7. Limitations, Edge Cases, and Practical Considerations

• Expansion Validity: The method critically depends on the veracity of the error expansion (smoothness of the function, regularity of noise). In irregular or highly non-smooth models, the expansion may fail or higher-order terms may dominate for large step sizes, potentially invalidating the extrapolation (Mikkelsen et al., 12 Jun 2024).
• Numerical Stability: High-order extrapolation may suffer from ill-conditioned linear systems, causing large variance inflation in the resulting weights (Ascoli, 2018).
• Computational Cost: Each added extrapolation level incurs the cost of a new run, possibly offset by parallel execution but imposing memory and scheduling requirements.
• Variance-Bias Tradeoff: Extrapolation reduces bias at the expense of increased variance due to the weights (especially as the number of extrapolation nodes grows)—optimal node selection and step size scheduling are therefore crucial (Krebsbach et al., 2022).
• Zero-Bias Scenarios: In highly structured noise settings (independent additive noise, certain semi-simulated RL setups), the bias already vanishes and extrapolation is unnecessary (Huo et al., 2023).

8. Significance and Current Research Directions

The RR extrapolation procedure underpins state-of-the-art performance in multiple settings, particularly for stochastic optimization under Markovian noise, constant step sizes, and federated environments where bias otherwise cannot be eliminated by averaging.

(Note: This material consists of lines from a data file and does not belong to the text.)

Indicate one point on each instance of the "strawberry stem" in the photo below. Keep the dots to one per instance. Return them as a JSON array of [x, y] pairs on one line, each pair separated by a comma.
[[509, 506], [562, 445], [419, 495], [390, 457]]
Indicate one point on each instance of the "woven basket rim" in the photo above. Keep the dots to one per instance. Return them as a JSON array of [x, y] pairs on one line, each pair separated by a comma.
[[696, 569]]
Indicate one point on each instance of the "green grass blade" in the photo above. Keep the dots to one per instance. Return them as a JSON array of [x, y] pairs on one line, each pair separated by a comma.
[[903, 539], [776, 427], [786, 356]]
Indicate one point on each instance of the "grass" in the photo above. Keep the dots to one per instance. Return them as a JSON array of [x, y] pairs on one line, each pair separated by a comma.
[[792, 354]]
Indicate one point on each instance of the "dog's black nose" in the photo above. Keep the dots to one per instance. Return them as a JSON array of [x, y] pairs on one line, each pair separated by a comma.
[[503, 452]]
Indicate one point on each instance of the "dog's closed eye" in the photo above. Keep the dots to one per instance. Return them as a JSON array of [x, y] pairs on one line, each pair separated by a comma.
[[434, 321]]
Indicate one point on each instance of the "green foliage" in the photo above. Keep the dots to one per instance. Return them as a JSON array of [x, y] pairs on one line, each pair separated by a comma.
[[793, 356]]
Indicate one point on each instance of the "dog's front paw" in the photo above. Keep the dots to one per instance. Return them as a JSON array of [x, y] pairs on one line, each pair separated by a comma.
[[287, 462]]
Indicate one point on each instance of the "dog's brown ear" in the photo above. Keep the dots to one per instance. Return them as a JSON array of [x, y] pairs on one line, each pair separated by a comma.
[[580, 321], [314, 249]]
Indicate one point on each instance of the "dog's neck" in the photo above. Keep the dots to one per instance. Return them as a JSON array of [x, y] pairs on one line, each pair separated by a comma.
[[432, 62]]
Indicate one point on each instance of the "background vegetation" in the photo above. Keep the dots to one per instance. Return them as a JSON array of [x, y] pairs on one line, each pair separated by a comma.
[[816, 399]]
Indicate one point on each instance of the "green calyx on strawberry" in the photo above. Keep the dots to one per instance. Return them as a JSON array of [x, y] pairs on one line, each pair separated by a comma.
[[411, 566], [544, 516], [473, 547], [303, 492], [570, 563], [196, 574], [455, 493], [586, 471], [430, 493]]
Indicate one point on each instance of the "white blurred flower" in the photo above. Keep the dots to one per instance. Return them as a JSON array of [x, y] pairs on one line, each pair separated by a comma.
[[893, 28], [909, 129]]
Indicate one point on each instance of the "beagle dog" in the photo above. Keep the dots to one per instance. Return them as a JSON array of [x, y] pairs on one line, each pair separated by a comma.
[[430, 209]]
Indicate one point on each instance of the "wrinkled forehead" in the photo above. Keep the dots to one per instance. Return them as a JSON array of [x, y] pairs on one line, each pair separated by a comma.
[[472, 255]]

Its impact is seen in strong theoretical bounds—those that match known optimality thresholds (e.g., covariance structure in CLT settings)—and in empirical evidence for practical improvements in computational statistics and learning. Open directions include adaptive schedules for step size/node selection, finite-sample optimal allocation of computational resources (Krebsbach et al., 2022), and extensions to more complex non-linear or non-Markovian data generating processes.

In summary, RR extrapolation is a cornerstone of modern error reduction strategies, generalizing bias cancellation well beyond its origins in numerical integration to high-dimensional, stochastic, and distributed computation. By leveraging known error expansions and flexible combination strategies, it achieves accelerated convergence and statistically optimal performance across a breadth of applications.